If your an Emmerdale Farm fan then look to your left after the climb up the hill. The buildings you can glimpse through the trees on your left are the Emmerdale Farm studios and the fictional village of Hotten. 
Stay on this track quite a distance - eventually you will come to a left turn - ignore this - head straight then follow it down hill to the right. Be careful as there are two right turns here. The first is rocky and very steep so avoid and go down the second right turn. This is a steep corner so take it very wide. Head down the hill. This takes you to the Harewood Holiday Cottages and another wide gate. Pass through this gate keeping on the main track. Sheep and cattle here , the Highland cattle are fenced in but no-one has told the sheep so they can be anywhere. ~Do also look out for the Boar that lives with the Highland cattle. He wanders around as if he owns the place.
 
Stay on this track downhill. over the cattle grid and bear left then right and head up the tarmac road, You will pass a number of estate buildings, through another very wide automatic gate and keep climbing uphill. At the very top is another cattle grid and large gate on its right. Here you are entering the deer park, lots of red deer, roe and fallow.
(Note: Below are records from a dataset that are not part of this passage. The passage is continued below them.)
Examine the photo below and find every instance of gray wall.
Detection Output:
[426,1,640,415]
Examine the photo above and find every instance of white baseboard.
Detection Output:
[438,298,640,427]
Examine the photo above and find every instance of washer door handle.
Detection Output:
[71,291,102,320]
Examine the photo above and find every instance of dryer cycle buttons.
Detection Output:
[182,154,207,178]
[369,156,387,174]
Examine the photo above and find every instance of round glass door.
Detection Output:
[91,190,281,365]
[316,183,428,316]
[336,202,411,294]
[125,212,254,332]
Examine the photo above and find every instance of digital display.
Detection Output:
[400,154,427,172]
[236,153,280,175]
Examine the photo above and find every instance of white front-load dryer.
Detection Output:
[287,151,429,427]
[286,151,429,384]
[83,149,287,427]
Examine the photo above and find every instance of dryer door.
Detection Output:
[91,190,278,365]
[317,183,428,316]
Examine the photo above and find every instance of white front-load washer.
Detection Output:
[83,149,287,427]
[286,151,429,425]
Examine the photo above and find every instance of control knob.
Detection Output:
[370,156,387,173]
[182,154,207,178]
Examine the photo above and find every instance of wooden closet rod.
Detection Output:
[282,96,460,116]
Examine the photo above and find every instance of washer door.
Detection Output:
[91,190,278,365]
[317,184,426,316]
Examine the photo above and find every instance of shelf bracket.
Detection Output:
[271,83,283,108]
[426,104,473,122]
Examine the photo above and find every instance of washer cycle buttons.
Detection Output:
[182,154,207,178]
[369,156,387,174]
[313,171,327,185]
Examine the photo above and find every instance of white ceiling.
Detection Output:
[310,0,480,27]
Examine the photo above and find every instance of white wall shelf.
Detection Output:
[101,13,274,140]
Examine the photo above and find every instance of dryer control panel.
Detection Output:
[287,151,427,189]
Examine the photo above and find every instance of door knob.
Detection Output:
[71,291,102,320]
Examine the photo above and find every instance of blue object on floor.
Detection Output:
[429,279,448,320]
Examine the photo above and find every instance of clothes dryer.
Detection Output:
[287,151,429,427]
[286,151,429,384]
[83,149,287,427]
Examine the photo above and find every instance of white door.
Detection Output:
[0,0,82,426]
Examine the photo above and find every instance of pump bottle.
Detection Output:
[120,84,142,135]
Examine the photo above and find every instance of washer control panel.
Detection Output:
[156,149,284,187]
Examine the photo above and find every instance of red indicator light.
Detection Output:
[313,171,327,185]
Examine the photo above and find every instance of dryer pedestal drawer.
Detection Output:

Great for seeing rutting stags during the autumn.
 
Head down this path to a crossroads, take the roads to the right and head uphill. Gt S Woodpecker often nest in the pine trees here during spring. Head up the road which is quite a distance. On you left near the top you come to a bench seat. A great place for stop - perhaps a place where you and yours can stop and take in the lovely scenery - often with herds of deer and more Red Kites above. Actually this is a great place to take pictures of the Red Kites as they often swoop and soar low here.
Carry on along this road and pass through two further gates. This leads you back to the Muddy Boots Cafe on your left;.
If you want to do just the Muddy Boots Linear route then you would head right down from there cafe to the deer park and grounds, you would be on the flat then downhill but as they say what goes down must go up.
What can you see on this outing.
All the usually British birds, lots and lots of Red Kites, Woodpeckers, Buzzards, Owls, Lots of Deer. 
A fantastic place to take a picnic and enjoy the distant views.